Я думал, что дама с жаром возмутится, но она лишь улыбнулась.

— Надо же, сэр! Коли так, они пьяными исполняют свой долг лучше, чем другие — трезвыми.

— Я знаю из первых рук, что при Вествуде, к тому времени как генерал Торнтон повел Девятнадцатый в решающую атаку, все офицеры и почти все рядовые были настолько пьяны, что едва не падали с коней.

— Поразительно! — ответила дама все так же спокойно. — И все же атака была в высшей степени успешной. Писали, что лорд Арундел прямо на поле боя поблагодарил их за отвагу.

— Не знаю, — холодно сказал джентльмен. — Если и так, мэм, его милость был не многим трезвее.

— Да, конечно, — проговорила дама. — Вполне возможно, что его отвага имела ту же природу.

— Скорее всего, — сказал джентльмен, в котором я все с большей уверенностью подозревал заморнского или хартфорддейлского фабриканта; затем он вытащил из кармана газету, откинулся на сиденье и принялся сосредоточенно изучать длинную речь, произнесенную Эдвардом Перси, эсквайром, депутатом парламента, за обедом, данным в его часть избирателями. Дама тоже устроилась поудобнее и замолчала.

До вышеприведенного короткого диалога я не удосужился окинуть попутчицу даже мимолетным взглядом, но теперь всмотрелся в нее внимательнее. Мне вспомнилось, что рано утром, когда мы после целой ночи в дороге ехали через графство Доуро, по довольно диким местам, нас внезапно остановил крик: «Дилижанс! Дилижанс!» Выглянув в окошко, я заметил, что тракт здесь пересекает проселочная дорога, уходящая в безлюдные холмы. У перекрестка стояла небольшая гостиница. Перед ее дверями в сером утреннем свете едва угадывалась фигура женщины в шали и шляпке с вуалью. Рядом служанка стерегла коробки, тюки и тому подобное. Багаж загрузили на крышу кареты, даму усадили внутрь, где она, маленькая и хрупкая, легко втиснулась между мной и толстухой, замотанной во множество одежд. Новая пассажирка пожала руку служанке, сказала: «До свидания, Мэри», или «Марта», или «Ханна», — а как только мы поехали, села поглубже и, спрятанная под вуалью, замкнулась в молчании.

Трудно проникнуть интересом к человеку, который сидит у тебя за плечом и не разговаривает. Через четыре часа тоскливой тишины я начисто забыл про соседку и не вспомнил бы о ней, не метнись она к окну, растрепав краем шали мою прическу. Короткий разговор помешал мне тут же выбросить попутчицу из головы, и хотя по нескольким фразам невозможно было составить о ней никакого впечатления, во мне проснулось легкое любопытство. Я уже раза два или три пытался разглядеть ее лицо, но безуспешно: шляпка и вуаль полностью скрывали его от глаз. К тому же мне показалось, что дама нарочно от меня отвернулась. С грубым пожилым фабрикантом она говорила довольно свободно, мне же за все время не удалось вытянуть у нее почти ни слова. По голосу я заключил, что она, вероятно, молода, хотя простой наряд мог принадлежать женщине едва ли не любого возраста: темное шелковое платье, синелевая шаль и скромная соломенная шляпка выглядели непритязательно, но вполне прилично.
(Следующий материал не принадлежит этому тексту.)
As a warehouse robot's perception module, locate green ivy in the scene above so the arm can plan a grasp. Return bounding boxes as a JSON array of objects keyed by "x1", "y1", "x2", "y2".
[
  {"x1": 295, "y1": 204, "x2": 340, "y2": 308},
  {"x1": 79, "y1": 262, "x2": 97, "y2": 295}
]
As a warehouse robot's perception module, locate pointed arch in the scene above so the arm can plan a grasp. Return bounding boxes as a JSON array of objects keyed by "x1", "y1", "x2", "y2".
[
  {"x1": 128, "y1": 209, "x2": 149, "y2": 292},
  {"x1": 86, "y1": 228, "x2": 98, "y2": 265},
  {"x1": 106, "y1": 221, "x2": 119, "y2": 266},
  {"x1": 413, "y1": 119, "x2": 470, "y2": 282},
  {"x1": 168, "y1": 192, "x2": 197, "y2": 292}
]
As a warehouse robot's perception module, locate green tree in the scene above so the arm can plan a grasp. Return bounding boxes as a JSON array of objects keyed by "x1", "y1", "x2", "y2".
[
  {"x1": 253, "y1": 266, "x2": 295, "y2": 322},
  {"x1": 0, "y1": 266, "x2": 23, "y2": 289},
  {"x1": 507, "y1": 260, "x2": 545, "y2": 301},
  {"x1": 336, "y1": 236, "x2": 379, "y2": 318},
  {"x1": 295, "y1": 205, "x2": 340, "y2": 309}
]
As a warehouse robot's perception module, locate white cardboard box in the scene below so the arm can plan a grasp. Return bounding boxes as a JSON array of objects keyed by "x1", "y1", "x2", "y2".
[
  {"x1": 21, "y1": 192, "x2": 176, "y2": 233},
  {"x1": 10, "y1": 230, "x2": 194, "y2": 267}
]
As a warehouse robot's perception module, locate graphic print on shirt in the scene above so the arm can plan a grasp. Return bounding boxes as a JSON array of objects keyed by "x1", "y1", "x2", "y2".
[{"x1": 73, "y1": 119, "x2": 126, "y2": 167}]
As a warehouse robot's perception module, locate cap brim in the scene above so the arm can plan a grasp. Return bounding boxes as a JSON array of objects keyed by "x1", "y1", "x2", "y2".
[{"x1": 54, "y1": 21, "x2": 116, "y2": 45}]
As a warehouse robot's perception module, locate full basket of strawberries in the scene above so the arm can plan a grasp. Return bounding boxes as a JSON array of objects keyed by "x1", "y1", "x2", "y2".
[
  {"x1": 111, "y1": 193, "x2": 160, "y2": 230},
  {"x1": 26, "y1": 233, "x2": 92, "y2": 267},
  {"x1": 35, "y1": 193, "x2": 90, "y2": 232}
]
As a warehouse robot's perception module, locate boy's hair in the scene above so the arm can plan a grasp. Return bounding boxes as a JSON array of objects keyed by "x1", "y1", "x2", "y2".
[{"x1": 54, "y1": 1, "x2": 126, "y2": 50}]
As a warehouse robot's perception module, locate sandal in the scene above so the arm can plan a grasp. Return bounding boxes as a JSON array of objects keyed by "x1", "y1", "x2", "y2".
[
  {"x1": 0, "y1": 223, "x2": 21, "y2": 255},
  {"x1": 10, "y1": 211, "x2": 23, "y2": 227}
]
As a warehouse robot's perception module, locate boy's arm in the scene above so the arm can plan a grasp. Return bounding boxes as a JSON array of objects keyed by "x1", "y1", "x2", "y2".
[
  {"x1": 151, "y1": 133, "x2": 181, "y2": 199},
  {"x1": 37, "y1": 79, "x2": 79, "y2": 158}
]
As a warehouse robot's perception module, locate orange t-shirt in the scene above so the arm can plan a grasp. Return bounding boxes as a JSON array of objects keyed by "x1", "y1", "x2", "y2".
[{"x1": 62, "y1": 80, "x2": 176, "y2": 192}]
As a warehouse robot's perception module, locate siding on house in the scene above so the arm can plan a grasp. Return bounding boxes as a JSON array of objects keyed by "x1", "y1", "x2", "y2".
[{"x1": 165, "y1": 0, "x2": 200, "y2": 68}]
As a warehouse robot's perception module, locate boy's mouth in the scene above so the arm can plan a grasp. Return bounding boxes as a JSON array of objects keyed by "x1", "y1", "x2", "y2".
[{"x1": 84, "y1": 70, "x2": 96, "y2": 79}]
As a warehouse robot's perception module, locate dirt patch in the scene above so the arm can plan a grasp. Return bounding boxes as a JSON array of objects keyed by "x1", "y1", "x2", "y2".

Решив наконец, что самый верный способ разглядеть соседку — завести с нею разговор, я довольно резко повернулся в ее сторону с намерением открыть рот. Как выяснилось, пока я думал о ней, она думала обо мне, и поскольку сидела сзади, воспользовалась моей отрешенностью, чтобы внимательно исследовать мое лицо. Соответственно, внезапно повернув голову, я увидел, что она откинула вуаль и настойчиво изучает меня цепким наблюдательным взором. Скажу откровенно, что был почти польщен этим интересом. Впрочем, я довольно быстро вернул самообладание и в отместку устремил на попутчицу, смею верить, такой же пристально-испытующий взгляд. Та явила изрядную выдержку: порозовев лишь самую малость, покосилась на окно и заметила, что мы едем по очень красивой местности. И впрямь, мы катили уже по провинции Заморна, и по обе стороны широкого тракта расстилались зеленые плодородные равнины Стюарт-Марча. Будь дама старая и уродливая, я бы с нею больше не заговорил. Будь она молода и красива, я бы пустил в ход petits soins[31] и вкрадчивые речи. Она была и впрямь молода, но некрасива: с бледным, очень подвижным лицом, темными гладкими волосами, расчесанными на прямой пробор, и быстрыми, необычайно выразительными глазами.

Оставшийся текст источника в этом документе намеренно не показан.